New Software Available for Affordable Housing Properties

MRI Software has introduced MRI Affordable Housing, a property management and compliance software program for owners and managers of affordable housing and mixed-income portfolios. This software fully integrates with MRI s conventional multi-family property management and financial solutions. It is intended to simplify management of mixed portfolios and provide advanced reporting capabilities. The software may assist owners in managing layered projects with multiple subsidies and program requirements. It is designed to track compliance rules across multiple levels. It will also allow users to automate compliance for HUD multi-family, LIHTC, HOME, and USDA Rural Development projects.
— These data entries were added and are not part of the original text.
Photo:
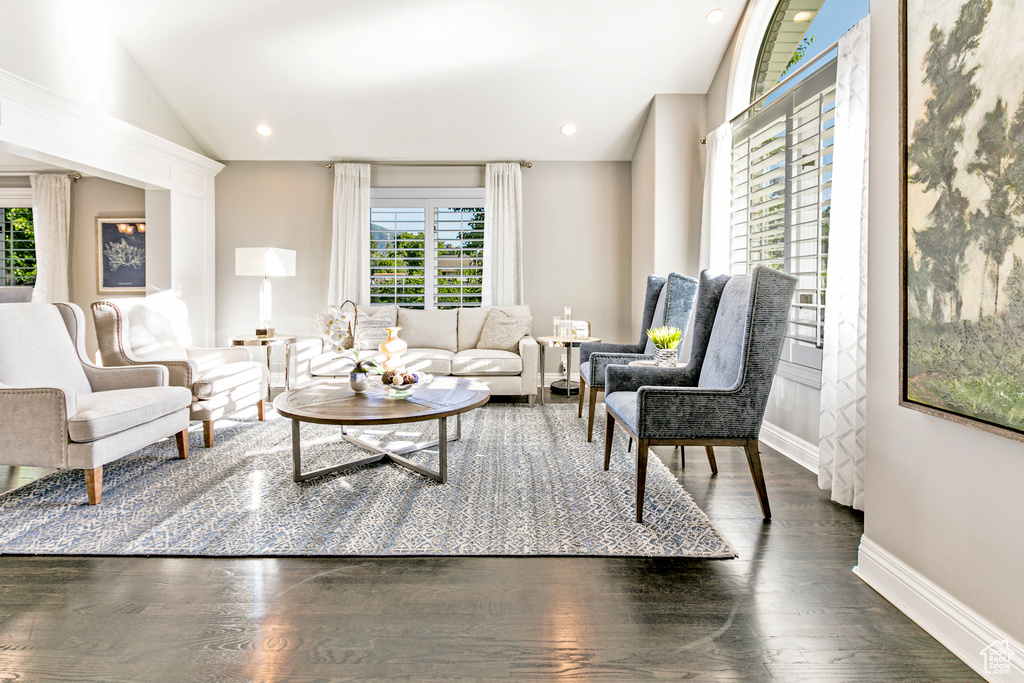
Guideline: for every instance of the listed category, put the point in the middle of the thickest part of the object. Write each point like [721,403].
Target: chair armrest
[35,417]
[631,378]
[697,413]
[126,377]
[600,361]
[605,347]
[529,351]
[300,353]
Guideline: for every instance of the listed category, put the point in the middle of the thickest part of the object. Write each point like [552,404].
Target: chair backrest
[152,328]
[37,350]
[747,338]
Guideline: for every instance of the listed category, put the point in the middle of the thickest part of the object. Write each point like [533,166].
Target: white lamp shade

According to MRI, major features include: A comprehensive compliance engine that automates the resident certification process and permits easy data transmission;At-a-glance tenant files that provide quick access to household contact information, status, important notes, and tasks to be completed;Assistance Connect online portal integration that allows for self-service certification, application intake, payment, service requests and improved communication with applicants, residents, and owners;MRI Financials native integration which offers a single source for property and financial data;Process management dashboards to increase efficiency and workflow and highlight key performance indicators;Role-based dashboards that display a snapshot of work to be completed and actionable data insight; andCentralized reporting using MRI Report Gateway. This permits combined reporting on both conventional and affordable properties. From a practical standpoint, this software is designed to eliminate multiple entries for a household and provide quick access to information and tasks to be completed. Other benefits noted by MRI include more manageable online waitlists with better integration of eligibility data. The system also offers a way to complete background checks without leaving the software. Owners and managers currently exploring affordable housing software options may want to take a look at what this new package has to offer in order to determine what best meets their needs.